The auto-complete feature suggests likely search phrases when users start typing their query into the search box. For example, typing in the keyword "chrome" will list the search terms "chromecast", "chrome store" as possible search phrases.

Google first started censoring its auto-complete feature back in 2011, as a way to appease rights holder concerned about Google's role in helping people find pirated content. Keywords including "The Pirate Bay", "RapidShare" and "Megaupload" were all filtered, and continued to the filtered today. "Torrent" related keywords, such as "uTorrent" and "BitTorrent" were also filtered.

The only problem?

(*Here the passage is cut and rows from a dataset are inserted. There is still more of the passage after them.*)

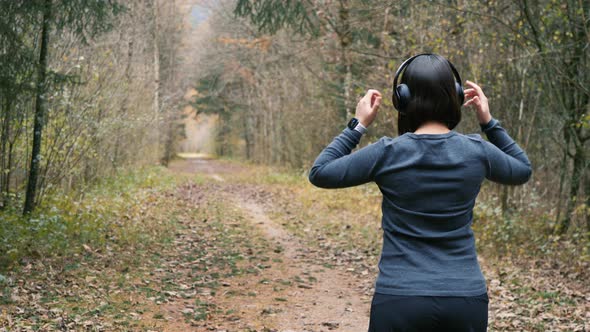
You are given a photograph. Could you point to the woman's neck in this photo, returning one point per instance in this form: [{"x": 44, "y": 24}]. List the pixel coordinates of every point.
[{"x": 432, "y": 127}]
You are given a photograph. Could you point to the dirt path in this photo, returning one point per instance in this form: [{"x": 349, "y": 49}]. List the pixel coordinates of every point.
[{"x": 324, "y": 298}]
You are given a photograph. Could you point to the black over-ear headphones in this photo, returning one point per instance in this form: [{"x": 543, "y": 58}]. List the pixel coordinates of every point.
[{"x": 401, "y": 93}]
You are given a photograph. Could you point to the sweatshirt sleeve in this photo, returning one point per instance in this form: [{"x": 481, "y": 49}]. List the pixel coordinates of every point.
[
  {"x": 336, "y": 167},
  {"x": 507, "y": 162}
]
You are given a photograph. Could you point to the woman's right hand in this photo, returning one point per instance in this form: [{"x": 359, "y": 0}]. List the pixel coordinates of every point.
[{"x": 475, "y": 96}]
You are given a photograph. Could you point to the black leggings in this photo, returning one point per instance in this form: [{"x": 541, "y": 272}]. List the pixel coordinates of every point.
[{"x": 428, "y": 313}]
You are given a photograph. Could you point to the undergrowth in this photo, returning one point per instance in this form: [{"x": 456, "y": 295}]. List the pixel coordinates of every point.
[{"x": 110, "y": 213}]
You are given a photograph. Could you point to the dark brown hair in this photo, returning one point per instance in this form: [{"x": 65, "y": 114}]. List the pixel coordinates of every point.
[{"x": 434, "y": 96}]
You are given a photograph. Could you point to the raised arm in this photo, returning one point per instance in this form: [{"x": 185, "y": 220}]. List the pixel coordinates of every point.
[
  {"x": 336, "y": 167},
  {"x": 507, "y": 162}
]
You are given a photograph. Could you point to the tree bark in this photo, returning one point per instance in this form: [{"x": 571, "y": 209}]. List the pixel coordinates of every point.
[
  {"x": 156, "y": 69},
  {"x": 40, "y": 112}
]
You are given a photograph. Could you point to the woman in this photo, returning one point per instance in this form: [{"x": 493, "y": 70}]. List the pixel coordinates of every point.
[{"x": 430, "y": 175}]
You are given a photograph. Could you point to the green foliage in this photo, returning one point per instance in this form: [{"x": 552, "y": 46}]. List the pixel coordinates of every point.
[
  {"x": 271, "y": 16},
  {"x": 109, "y": 214}
]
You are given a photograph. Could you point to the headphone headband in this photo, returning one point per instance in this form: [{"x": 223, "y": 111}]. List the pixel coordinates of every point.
[{"x": 401, "y": 93}]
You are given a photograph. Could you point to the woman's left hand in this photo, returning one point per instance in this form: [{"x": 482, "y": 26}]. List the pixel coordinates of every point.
[{"x": 366, "y": 109}]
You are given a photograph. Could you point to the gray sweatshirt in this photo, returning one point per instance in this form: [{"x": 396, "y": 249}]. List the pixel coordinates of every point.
[{"x": 429, "y": 184}]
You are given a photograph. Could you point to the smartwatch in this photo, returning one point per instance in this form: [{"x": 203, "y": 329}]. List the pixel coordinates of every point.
[{"x": 354, "y": 124}]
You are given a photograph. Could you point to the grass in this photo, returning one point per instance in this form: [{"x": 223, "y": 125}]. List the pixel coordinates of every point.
[{"x": 112, "y": 213}]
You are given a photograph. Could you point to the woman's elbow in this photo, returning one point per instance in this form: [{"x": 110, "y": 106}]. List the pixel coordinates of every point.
[
  {"x": 317, "y": 179},
  {"x": 526, "y": 175}
]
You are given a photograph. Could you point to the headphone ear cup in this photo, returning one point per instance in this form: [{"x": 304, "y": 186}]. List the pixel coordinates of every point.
[
  {"x": 460, "y": 93},
  {"x": 403, "y": 97}
]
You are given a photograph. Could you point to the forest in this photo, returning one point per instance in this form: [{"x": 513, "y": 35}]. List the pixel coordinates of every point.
[{"x": 154, "y": 154}]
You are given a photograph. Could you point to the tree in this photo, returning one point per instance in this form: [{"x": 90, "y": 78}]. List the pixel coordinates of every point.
[{"x": 86, "y": 19}]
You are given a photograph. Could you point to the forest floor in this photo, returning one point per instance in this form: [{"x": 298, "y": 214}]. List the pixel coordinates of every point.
[{"x": 254, "y": 250}]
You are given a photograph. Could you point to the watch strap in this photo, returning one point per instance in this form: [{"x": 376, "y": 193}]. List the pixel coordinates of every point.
[{"x": 360, "y": 128}]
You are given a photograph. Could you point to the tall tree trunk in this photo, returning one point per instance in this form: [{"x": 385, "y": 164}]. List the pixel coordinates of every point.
[
  {"x": 40, "y": 112},
  {"x": 5, "y": 155},
  {"x": 156, "y": 69},
  {"x": 125, "y": 102},
  {"x": 345, "y": 35},
  {"x": 574, "y": 189}
]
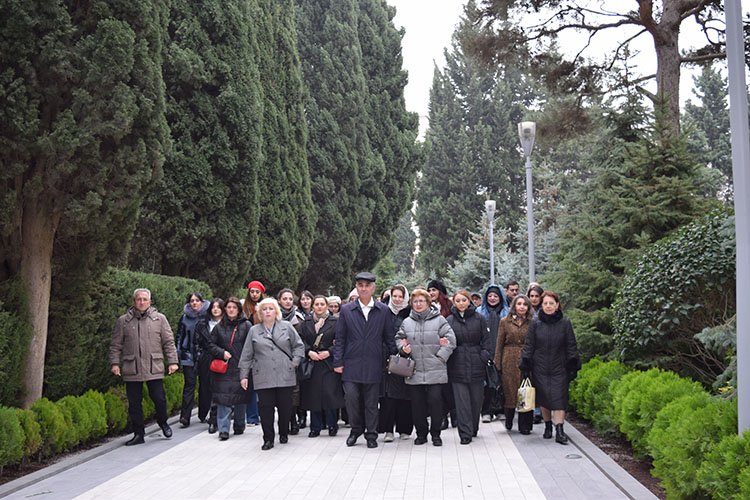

BitTorrent is the name of a legitimate company (BitTorrent Inc) that publishes the official BitTorrent client and operates the legitimate BitTorrent download network. A fact that has been made better known by a recent, intense, and at times overzealous media campaign by BitTorrent Inc to distance itself from the use of the piracy laced term "torrent". And it appears the media attention has worked, now that Google has removed "BitTorrent" from the keyword filter.

The act may placate BitTorrent Inc, but it may anger rights holders concerned that Google is going back on its commitment to fight Internet piracy. They may have a point, as if you do a search for "Homeland" and and add the keyword "bit", Google immediately suggests search terms such as "bittorrent homeland season 1" and "bittorrent homeland s02e01", terms that all subsequently brought up piracy related results. 

The timing of this change to auto-complete may also seem odd, given that the MPAA, Hollywood's trade lobby, only last week labelled Google a "gateway" to pirated content.